Late that night, Radio Beijing announced that the students had overturned their own decision. They had decided to stay in the Square after all, until the Party conference scheduled for June 20. The date jolted Sparrow. It was the same day he was scheduled to fly to Hong Kong to see Kai. The radio also announced that General-Secretary Zhao Ziyang, who had already been removed from his post, had been stripped of all remaining duties and placed under house arrest.

Through the window of the little office, he saw Ai-ming and Yiwen sitting in the courtyard. They were holding hands and looking up at something in the sky. At the stars, he thought, or at the helicopters, maybe one could no longer be untangled from the
other. His sonata for piano and violin, the first piece of music he had written in twenty-three years, was finished, he could do no more. He made a clean copy, signed his name and wrote the date, May 27, 1989, and the title,
The Sun Shines on the People’s Square
. He put the copy in an envelope to send to Kai. He wished to hear it performed, and he remembered how, despite his protests, Zhuli used to play all his half-finished pieces. When he looked over the music, he couldn’t shake the feeling that it had come from someone else entirely, or more accurately, that it had been written by himself and another, a counterpoint between two people alive and awake, young and old, who had lived entirely different worlds.

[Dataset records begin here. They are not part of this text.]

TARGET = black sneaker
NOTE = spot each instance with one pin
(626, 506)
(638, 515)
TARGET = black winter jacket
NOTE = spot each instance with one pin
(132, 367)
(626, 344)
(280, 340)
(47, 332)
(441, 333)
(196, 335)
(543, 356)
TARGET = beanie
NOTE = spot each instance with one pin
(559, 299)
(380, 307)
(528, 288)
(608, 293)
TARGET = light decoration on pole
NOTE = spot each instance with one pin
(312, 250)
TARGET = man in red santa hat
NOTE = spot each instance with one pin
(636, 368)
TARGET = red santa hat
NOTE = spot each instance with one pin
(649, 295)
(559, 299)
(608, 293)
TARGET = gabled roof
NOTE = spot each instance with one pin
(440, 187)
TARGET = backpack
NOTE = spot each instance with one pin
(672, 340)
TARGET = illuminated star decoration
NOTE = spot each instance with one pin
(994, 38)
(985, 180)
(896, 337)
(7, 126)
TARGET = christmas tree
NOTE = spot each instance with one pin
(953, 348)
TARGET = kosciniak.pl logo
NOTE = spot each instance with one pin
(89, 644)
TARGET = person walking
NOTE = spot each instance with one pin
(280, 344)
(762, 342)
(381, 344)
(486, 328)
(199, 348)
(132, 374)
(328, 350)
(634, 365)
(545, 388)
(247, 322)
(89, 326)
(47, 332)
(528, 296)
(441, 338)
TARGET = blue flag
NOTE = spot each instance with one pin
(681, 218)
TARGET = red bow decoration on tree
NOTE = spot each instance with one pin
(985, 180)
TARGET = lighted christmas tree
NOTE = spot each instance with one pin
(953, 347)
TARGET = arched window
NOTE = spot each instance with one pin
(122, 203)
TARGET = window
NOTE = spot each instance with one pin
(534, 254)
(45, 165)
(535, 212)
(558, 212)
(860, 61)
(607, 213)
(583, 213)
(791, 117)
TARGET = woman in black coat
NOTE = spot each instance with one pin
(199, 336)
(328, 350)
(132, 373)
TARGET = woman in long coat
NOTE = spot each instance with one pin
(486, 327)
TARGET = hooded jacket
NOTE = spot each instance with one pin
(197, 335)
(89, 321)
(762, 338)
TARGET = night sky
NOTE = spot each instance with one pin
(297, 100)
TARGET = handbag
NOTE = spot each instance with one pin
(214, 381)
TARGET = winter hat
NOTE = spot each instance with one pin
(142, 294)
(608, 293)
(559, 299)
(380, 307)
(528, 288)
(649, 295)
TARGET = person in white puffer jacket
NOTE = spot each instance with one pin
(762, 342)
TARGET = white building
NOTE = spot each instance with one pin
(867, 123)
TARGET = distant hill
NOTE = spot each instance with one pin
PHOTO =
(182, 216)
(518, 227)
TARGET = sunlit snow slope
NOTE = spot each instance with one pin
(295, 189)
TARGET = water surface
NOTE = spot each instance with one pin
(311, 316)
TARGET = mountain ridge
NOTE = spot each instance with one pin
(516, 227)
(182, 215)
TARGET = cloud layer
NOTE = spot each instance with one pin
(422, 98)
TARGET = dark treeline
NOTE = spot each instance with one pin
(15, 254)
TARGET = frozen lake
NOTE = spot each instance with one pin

Outside were the usual voices–rainfall, laughter, a radio, sirens, good-natured bickering–but here in this room was music that existed in silence. In the Shanghai Conservatory, he remembered, paintings showed musicians playing the qin, a silk-stringed zither, only the qin had no strings as if, at the moment of purest composition, there was no noise. Sparrow had never made a sustained sound, the music came in beginnings and endings like the edges of a table. The life in the middle, what was it? Zhuli, Kai. Himself. Twenty years in a factory. Thousands of radios. A marriage and family. Nearly all of his adult life: the day after day, year upon year, that gives shape to a person, that accrues weight.